Islam, the world’s second-largest and fastest-growing religion, means “submission” to the will of Allah. “Muslim” means “one who submits” to Allah where “Allah” translates to “God” in Arabic. The literal meaning of Sharia – or Al-Shari’ah – is “the revealed law”. ‘Adherents of Islam are admonished by Allah to follow the clear and right way, the path of Shari’ah. Sharia law is based upon the word of Allah as expressed in the Qur’an, and the Sunnah, the traditions of Muhammad.

Sharia

Sharia courts are essentially religious courts and there is no separation between church and state. It reaches into all aspects of one’s life. Sharia is not just the source of law, but is the source of all principles of Islamic life. Examples of this are: the requirement that women must wear a hijab in public, the prohibition on dating and marriage between a Muslim and non-Muslim, and abandonment of the Muslim faith being considered a crime.
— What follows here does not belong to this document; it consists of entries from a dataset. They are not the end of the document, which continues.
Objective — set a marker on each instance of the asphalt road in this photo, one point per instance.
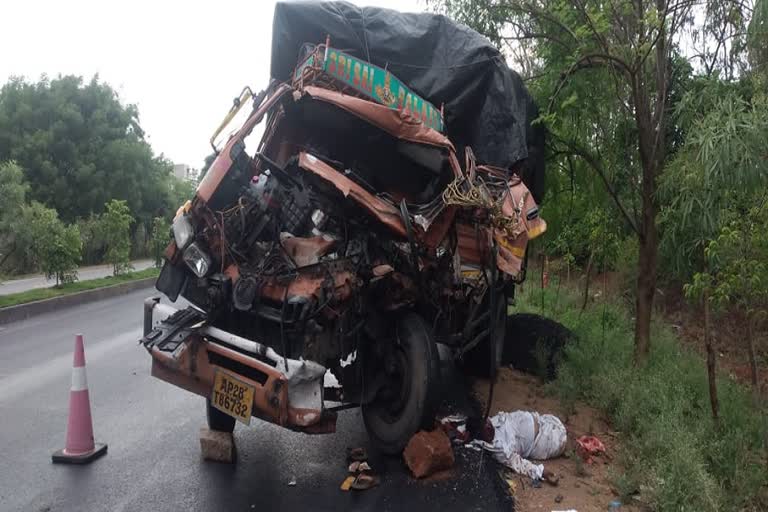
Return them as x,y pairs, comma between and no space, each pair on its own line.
83,274
154,461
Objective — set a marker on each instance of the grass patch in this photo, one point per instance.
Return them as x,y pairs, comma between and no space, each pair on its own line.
673,453
15,299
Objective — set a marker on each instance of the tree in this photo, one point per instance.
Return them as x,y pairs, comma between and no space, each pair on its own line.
160,230
13,192
115,230
616,66
723,157
53,246
740,270
80,146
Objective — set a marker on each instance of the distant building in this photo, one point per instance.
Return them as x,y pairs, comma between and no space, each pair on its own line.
185,172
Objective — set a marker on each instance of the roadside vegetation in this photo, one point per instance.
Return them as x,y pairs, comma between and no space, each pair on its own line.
675,457
14,299
657,178
79,184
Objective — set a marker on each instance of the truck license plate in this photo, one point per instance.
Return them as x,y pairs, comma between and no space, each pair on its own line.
232,396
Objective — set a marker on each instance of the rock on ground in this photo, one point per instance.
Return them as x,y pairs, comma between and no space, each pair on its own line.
428,453
217,446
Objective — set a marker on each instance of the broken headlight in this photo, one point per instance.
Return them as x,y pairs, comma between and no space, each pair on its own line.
183,232
197,260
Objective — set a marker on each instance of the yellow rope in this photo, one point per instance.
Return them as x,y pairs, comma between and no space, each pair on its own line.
465,193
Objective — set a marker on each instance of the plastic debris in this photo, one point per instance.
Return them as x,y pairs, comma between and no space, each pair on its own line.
347,483
365,481
357,454
521,435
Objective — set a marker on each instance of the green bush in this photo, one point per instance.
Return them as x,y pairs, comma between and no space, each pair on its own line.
114,227
673,453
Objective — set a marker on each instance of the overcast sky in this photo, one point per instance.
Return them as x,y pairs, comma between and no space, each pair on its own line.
159,54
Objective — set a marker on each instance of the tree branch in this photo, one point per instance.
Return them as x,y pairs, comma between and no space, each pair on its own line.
575,150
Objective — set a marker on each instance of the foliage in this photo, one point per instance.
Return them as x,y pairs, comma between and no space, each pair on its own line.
673,457
13,192
737,260
80,146
722,157
53,246
757,35
114,227
14,299
160,232
93,244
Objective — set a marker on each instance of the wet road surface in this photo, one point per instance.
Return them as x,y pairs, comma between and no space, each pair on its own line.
154,463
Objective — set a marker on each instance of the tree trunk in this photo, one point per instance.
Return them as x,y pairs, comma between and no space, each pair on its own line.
752,356
7,255
586,281
646,284
711,360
The fact that Sharia law is taken directly from the Qur’an means that it is, in theory, unchanging and invariable. This is in direct contrast to secular law in locations such as Australia as secular law constantly evolves, both through the development of precedent and the passing of and amendments to legislation.
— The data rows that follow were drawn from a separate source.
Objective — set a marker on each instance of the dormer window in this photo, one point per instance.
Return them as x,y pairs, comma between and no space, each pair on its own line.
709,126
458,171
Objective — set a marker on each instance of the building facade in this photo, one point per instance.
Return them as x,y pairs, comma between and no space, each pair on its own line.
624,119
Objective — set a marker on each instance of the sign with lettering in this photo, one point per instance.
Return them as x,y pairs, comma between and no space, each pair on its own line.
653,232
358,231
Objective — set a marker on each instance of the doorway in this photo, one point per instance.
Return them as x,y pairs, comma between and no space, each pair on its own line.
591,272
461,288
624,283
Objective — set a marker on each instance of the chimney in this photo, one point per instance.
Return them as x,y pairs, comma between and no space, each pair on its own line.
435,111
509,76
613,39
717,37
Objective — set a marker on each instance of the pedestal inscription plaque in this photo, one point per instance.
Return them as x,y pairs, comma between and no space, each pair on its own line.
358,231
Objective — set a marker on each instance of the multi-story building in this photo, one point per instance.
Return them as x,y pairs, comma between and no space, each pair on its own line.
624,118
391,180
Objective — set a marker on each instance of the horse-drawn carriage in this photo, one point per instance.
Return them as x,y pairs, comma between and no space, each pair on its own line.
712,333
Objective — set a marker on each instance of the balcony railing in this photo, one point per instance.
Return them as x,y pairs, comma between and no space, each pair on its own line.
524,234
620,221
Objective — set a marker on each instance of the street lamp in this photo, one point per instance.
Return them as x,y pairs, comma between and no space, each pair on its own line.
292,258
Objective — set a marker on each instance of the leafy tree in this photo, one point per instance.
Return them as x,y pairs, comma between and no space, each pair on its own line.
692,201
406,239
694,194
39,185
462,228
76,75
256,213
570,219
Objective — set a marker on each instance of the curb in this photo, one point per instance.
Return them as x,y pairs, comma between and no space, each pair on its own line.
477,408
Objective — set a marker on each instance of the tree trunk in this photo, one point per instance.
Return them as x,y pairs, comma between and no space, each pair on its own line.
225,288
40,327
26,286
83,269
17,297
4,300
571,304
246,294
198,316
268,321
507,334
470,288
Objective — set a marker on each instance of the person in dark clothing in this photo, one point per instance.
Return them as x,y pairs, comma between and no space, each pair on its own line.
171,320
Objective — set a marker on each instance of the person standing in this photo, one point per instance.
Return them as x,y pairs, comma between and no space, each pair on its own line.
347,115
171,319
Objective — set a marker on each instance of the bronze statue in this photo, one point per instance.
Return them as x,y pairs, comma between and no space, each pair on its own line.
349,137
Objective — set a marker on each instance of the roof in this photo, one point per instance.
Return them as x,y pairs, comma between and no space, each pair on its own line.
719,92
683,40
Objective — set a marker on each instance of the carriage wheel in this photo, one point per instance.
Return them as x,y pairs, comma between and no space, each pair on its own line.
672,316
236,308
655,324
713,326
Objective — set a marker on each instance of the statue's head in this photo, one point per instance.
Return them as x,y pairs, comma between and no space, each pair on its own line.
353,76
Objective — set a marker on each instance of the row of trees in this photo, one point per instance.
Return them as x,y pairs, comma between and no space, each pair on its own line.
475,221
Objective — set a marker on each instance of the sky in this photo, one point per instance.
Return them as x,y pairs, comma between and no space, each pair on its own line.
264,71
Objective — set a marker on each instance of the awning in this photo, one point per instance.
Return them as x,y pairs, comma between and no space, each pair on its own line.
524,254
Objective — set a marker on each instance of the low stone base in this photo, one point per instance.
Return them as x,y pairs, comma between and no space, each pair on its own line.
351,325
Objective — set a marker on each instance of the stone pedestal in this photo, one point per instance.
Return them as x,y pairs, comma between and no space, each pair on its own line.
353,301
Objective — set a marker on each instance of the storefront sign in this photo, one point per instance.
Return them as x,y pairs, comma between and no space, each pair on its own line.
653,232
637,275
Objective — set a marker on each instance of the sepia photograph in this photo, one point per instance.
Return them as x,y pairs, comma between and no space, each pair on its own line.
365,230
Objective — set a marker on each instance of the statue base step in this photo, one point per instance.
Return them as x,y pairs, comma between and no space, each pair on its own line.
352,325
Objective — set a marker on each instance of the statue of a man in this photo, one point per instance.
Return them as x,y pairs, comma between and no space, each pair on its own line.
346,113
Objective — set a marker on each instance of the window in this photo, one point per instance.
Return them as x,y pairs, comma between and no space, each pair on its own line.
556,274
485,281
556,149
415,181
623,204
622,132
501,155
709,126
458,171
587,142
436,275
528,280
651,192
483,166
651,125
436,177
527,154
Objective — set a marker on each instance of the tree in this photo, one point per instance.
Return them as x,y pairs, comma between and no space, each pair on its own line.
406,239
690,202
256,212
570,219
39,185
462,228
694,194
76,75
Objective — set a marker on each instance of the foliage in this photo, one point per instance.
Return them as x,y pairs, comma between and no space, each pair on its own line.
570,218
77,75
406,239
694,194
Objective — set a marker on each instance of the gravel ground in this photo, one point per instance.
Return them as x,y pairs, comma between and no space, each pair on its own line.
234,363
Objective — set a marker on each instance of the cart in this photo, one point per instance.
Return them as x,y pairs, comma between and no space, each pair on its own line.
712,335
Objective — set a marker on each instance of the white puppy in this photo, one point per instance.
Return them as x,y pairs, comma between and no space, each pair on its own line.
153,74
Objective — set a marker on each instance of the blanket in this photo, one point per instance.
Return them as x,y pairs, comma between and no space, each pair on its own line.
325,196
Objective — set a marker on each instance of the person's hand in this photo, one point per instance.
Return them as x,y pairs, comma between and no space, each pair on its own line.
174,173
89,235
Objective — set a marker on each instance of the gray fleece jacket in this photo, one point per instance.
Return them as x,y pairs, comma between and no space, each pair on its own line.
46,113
Muslims suggest that Islam was not founded by Muhammad, but rather it is rooted in the Abrahamic bloodline and thus much of the Hebrew Bible and the New Testament is Islamic, but Judaism and Christianity have corrupted them over time. Islam teaches that the Quran is the final and unaltered word of God, revealed to the last prophet, Muhammad, sent to mankind. Muhammad was born in 570AD and is, according to Muslims, God’s final prophet.

The Five Pillars of Islam

Islam has five pillars (basic acts). These are:

  1. Shahadah – there is one God and that is Allah. This means that Muslims are Unitarians, thus they reject the trinity.
  2. Salah – Salah means prayer, which Muslims do five times a day.
  3. Sakat – giving alms or charity.
  4. Hajj – an annual (if an adult Muslim is physically and financially capable of it while supporting their family) Islamic pilgrimage to the House of Allah (Kaaba) at Makkah (Mecca) at least once in their lifetime.
  5. Fasting – fasting occurs in the month of the Ramadan.

Islamic Ethics

Muslims rely on sacred texts, where the Quran is the main sacred text, and authority within religious structures of Islam, known as doctors of the law. The basis for Islamic ethics is the relationship one has with Allah, oneself, and the community.